Compliance Will Define the Next Era
Whether Trump’s plan materializes in weeks or months, one constant remains: compliance will be the cost of doing business. Even after rescheduling, cannabis companies will need to maintain exhaustive internal controls, seed-to-sale traceability and documented sourcing to satisfy both state regulators and federal auditors.
For banks and credit unions, AML obligations will persist. They must continue verifying customers’ ownership structures, reviewing licenses, cross-checking transactions against state registries and filing SARs for any anomalies. None of that changes with a new schedule number.
There is some discussion within the banking and regulatory community, including at recent industry conferences — about modernizing certain thresholds, such as raising the Currency Transaction Report (CTR) requirement from its long-standing $10,000 level, first set decades ago, to as high as $80,000. Such a shift would represent a major recalibration of financial reporting standards. Still, until those conversations translate into policy, institutions must operate under existing AML rules and continue treating cannabis as a high-risk sector demanding enhanced oversight.
New oversight may also emerge. The FDA could assert authority over cannabis manufacturing, labeling or marketing, particularly for products that make therapeutic claims. That would bring the same rigorous Good Manufacturing Practices used in pharmaceuticals into a space that’s largely operated like agriculture. The result just may not only be a cleaner, more transparent industry, but also one that must budget heavily for compliance expertise.
These aren’t obstacles to lament, but rather realities to plan for. The operators who treat compliance as a strategic investment, not an afterthought, will be the ones who attract institutional capital once the legal barriers begin to fall.
Politics Can Shift the Optics, Not the Obligations
Trump’s recent Truth Social post invoking the body’s endocannabinoid system and its supposed role in health and wellness, added a flair to the broader cannabis conversation. The post signaled a notable shift that cannabis is no longer a fringe or partisan issue but a mainstream economic and public health topic that elected officials can no longer ignore.
That shift matters. Political cover from a Republican president could make incremental reforms like banking access or research expansion more palatable to conservatives who have long opposed them. However, those downstream effects will take time, negotiation and legislation.

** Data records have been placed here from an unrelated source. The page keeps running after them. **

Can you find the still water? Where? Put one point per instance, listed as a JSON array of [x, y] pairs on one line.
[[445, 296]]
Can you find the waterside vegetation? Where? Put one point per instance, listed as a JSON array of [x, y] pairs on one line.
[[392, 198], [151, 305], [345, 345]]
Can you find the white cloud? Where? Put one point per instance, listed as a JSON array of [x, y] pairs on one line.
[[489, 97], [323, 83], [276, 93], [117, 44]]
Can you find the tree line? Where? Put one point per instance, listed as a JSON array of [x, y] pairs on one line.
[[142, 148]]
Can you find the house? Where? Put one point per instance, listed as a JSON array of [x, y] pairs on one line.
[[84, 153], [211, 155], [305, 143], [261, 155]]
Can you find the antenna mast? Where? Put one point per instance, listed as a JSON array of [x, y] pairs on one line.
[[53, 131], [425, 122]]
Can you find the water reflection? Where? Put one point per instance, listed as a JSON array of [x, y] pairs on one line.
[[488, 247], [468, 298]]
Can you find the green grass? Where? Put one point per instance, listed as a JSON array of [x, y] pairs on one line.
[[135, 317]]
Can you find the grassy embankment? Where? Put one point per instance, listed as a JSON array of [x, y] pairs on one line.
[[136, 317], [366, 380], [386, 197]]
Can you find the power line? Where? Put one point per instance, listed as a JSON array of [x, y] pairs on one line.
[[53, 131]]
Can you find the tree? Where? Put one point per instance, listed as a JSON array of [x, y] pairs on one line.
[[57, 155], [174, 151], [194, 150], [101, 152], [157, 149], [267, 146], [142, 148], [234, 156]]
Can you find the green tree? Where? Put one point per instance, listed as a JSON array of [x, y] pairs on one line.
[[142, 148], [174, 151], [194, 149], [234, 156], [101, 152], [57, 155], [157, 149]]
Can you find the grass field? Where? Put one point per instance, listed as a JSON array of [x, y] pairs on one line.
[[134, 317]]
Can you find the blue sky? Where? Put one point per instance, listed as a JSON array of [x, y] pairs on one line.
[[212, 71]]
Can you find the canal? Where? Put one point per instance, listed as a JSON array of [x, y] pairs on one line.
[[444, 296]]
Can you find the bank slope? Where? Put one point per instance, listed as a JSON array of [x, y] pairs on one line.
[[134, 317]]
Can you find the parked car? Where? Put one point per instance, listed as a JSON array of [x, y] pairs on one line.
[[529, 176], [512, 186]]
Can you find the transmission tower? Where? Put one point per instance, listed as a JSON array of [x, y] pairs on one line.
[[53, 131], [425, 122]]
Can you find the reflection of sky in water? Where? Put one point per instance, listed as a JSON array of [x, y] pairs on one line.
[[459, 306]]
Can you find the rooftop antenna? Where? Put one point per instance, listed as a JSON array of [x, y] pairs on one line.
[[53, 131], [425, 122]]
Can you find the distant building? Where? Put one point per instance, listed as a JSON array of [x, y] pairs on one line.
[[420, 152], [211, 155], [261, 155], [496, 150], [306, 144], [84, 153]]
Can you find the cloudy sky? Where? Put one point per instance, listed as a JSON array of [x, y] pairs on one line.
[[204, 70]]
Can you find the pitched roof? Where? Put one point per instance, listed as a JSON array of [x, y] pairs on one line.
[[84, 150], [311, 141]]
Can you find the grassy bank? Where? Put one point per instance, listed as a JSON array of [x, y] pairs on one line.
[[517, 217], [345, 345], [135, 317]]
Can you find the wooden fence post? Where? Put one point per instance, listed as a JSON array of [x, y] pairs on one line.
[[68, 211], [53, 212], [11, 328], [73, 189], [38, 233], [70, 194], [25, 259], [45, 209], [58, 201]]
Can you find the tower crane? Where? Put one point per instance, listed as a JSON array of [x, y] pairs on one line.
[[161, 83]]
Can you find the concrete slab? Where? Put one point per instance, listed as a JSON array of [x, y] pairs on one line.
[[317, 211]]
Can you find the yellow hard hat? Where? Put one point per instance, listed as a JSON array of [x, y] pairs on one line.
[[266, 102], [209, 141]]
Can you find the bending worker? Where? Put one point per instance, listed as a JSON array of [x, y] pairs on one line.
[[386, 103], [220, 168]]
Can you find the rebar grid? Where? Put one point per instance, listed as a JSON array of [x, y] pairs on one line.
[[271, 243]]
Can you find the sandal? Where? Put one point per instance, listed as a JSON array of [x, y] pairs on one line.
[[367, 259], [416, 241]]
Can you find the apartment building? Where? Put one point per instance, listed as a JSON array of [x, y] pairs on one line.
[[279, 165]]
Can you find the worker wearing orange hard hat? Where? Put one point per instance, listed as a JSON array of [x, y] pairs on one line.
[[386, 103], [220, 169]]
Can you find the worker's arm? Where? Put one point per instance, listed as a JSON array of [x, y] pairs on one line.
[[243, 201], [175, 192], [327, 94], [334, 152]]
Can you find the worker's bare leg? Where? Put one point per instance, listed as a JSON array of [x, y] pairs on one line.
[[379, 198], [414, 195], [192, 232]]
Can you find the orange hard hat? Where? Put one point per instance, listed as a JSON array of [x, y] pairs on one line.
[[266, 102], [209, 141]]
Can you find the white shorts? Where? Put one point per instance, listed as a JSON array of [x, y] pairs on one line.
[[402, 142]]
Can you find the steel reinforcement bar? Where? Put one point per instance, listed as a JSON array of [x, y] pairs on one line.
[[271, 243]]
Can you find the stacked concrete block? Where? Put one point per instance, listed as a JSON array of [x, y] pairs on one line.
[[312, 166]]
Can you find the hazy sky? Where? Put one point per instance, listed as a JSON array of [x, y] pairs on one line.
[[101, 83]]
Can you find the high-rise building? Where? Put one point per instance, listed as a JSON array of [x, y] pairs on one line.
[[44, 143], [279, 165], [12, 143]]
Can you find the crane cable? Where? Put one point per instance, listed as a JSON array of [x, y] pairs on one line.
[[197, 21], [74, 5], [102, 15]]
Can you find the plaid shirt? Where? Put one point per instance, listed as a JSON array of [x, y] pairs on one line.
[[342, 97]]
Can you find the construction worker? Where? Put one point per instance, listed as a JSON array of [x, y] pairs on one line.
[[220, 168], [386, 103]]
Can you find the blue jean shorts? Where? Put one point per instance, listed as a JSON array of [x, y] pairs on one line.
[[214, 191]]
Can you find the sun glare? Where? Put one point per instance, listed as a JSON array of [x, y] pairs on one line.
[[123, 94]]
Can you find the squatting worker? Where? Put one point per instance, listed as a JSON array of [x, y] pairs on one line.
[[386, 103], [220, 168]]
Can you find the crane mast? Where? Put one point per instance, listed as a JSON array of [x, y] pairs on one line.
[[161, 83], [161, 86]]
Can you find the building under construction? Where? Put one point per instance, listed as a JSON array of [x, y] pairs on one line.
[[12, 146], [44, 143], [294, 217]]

Meanwhile, the industry must prepare for a paradoxical reality that greater legitimacy often brings greater scrutiny. The same federal agencies that once ignored cannabis will soon start enforcing new rules for it. Operators hoping for regulatory relief may instead find themselves in a more formalized, but no less demanding, system.
A Path, Not a Shortcut
If the Trump administration follows through, cannabis rescheduling will signal the end of one era of prohibition and the start of another marked by accountability and transparency. It would validate decades of advocacy and align federal policy with public sentiment.
However, it will not, at least not immediately, solve cannabis banking, lower compliance costs or make financing frictionless. Those milestones depend on Congress and regulators modernizing the laws that govern financial crime, taxation and interstate commerce.
Rescheduling is not a finish line. It’s the starting gun for the next phase of cannabis reform. Whether you’re an operator, an investor or a policymaker, the work ahead will demand patience, pragmatism and precision. Because while politics can change overnight, compliance never sleeps.